Trotzdem will der Enzkreis wichtige Ziele erreichen, wie Rosenau trotzig aufzählt. Mann wolle zwar den Druck auf die Politik aufrechterhalten, gleichzeitig aber gemeinsam mit Kreistag und Kommunen Weichen für die Zukunft stellen: Die regionale Wirtschaft will man im laufenden Umbruch unterstützen, Innovation und Digitalisierung fördern, den Enzkreis will man fitter machen für Katastrophenfälle. Bei den Nachhaltigkeitszielen, die sich der Enzkreis seit Jahren auf die Fahnen schreibt, hat der Landrat von seiner Reise zu den Vereinten Nationen ein Lehre mitgebracht: „Wir überfordern uns im Enzkreis, wenn wir alle 17 Ziele mit der gleichen Intensität verfolgen.“ Die begrenzten Mittel müsse man konzentriert für einzelne Schwerpunkte einsetzen. Beim Nahverkehr läuft der Beitritt des Verkehrsverbunds Pforzheim Enzkreis zum Karlsruher KVV – und auch darüber hinaus will man ihn flexibler und besser machen. Künstliche Intelligenz soll mehr Bürgernähe bringen und beispielsweise Anträge erleichtern. Bei Integration und Inklusion von Menschen mit Behinderungen komme man gut voran – auch wenn der Aufwand hoch bleibe. Die Schulbauprojekte in diesem Bereich sind die größte Herausforderung im Investitionsbereich der kommenden Jahre. Zusammen mit den explodierenden Defiziten der Enzkreis-Kliniken, die man auffangen müsse. Auch hier bleibe der Bund Geld schuldig. Bei Flüchtlingen hoffe man auf weiter sinkende Zugangszahlen – und dass man aufgelöste provisorische Unterkünfte nicht mehr brauchen würde.

„Ich kann die ewigen Streitereien der jeweils regierenden Koalitionen nicht mehr ertragen.“ Bastian Rosenau

Hauptverantwortlich für die Finanzmisere sieht Dezernent Stephan Kliniken und Eingliederungshilfe. Seit dem BTHG-Gesetz, das Hilfe für Menschen mit Behinderung neu regelt, eskaliere die finanzielle Situation. Sozialkosten gehen durch die Decke – und mit ihnen der Anteil, der am Kreis trotz Finanzierungen aus Berlin und Stuttgart hängen bleibe.

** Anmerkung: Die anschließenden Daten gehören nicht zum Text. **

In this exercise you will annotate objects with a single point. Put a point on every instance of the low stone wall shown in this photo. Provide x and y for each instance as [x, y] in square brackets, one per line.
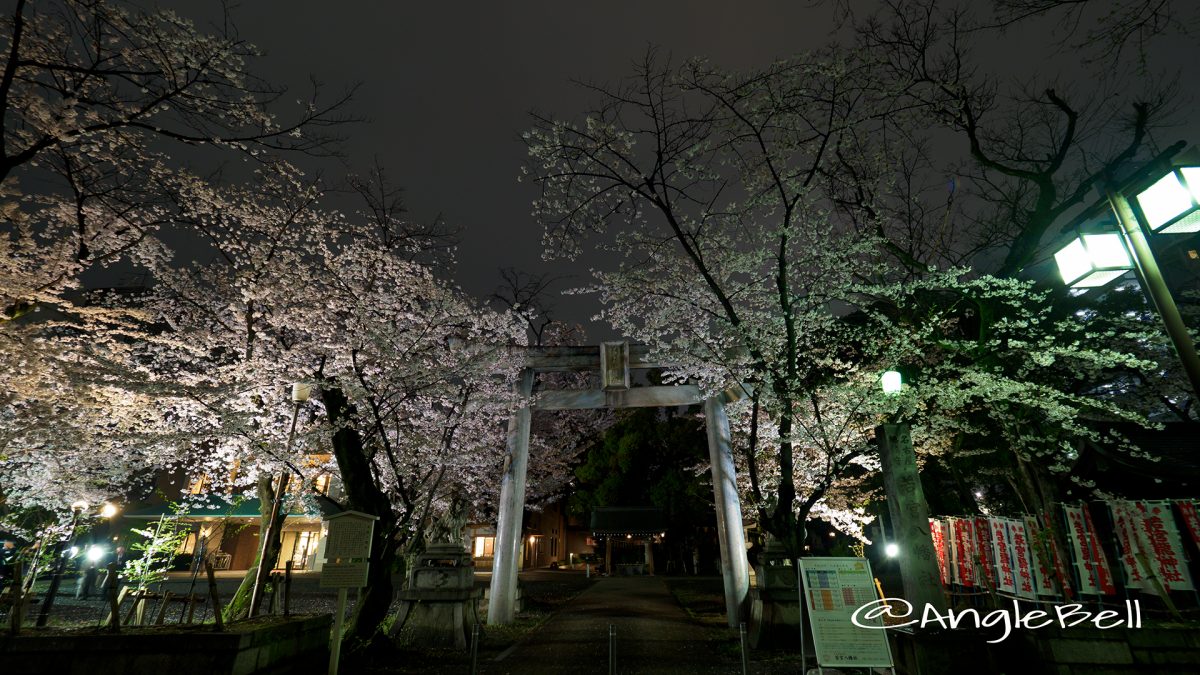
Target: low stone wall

„Ende 2026 sind wir sprichwörtlich auf den Hund gekommen!“ Frank Stephan zur Entwicklung, dass der Kreis seine Rücklagen vollends aufbrauchen und die Liquidität abschmelzen wird.

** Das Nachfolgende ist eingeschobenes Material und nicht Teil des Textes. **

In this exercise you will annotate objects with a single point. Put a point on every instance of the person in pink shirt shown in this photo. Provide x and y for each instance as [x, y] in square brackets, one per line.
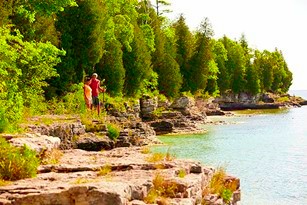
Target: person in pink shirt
[95, 85]
[88, 93]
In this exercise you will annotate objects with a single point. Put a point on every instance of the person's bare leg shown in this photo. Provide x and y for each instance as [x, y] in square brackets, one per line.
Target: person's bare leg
[98, 109]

Es war einmal ein reicher Kreis - zur Finanzkrise der Kommunen hat PZ-Redakteur Alexander Heilemann folgende Meinung:

Die Steuerkraft der Städte und Gemeinden im Enzkreis steigt wie im Vorjahr um rund fünf Prozent. So etwas war mal eine gute Nachricht. Früher. Als es für Landkreise, Städte und Gemeinden noch fette und magere Jahre im Wechsel gab. Als man noch nicht jeden Cent umdrehen musste, wenn es um öffentliche Einrichtungen geht. Oder um Buslinien. Um Schulen und ihre Ausstattung. Die tiefe, tiefe Krise heute ist völlig anders. Sie ist keine Frage der Konjunktur. Kein Wellental, nachdem das nächste Hoch zu erwarten wäre. Nein, die Kommunen stecken in einem tiefen Loch, das die Politik ihnen gegraben hat. Mit immer neuen Aufgaben, mit Versprechungen an Bürger, deren Erfüllung man nach unten abdrückt. In Landratsämter und Rathäuser. Hat ja über viele Jahre irgendwie immer funktioniert. Doch dieses Modell hat ausgedient. Von alleine kommen die Kommunen nicht aus dem Schlamassel hinaus. Wenn selbst der früher wohlhabende Enzkreis nicht mehr weiß, woher er noch Geld nehmen soll, fehlt einem die Fantasie, wie man sich all die Sozialausgaben noch leisten soll, die seit fünf Jahren regelrecht explodieren.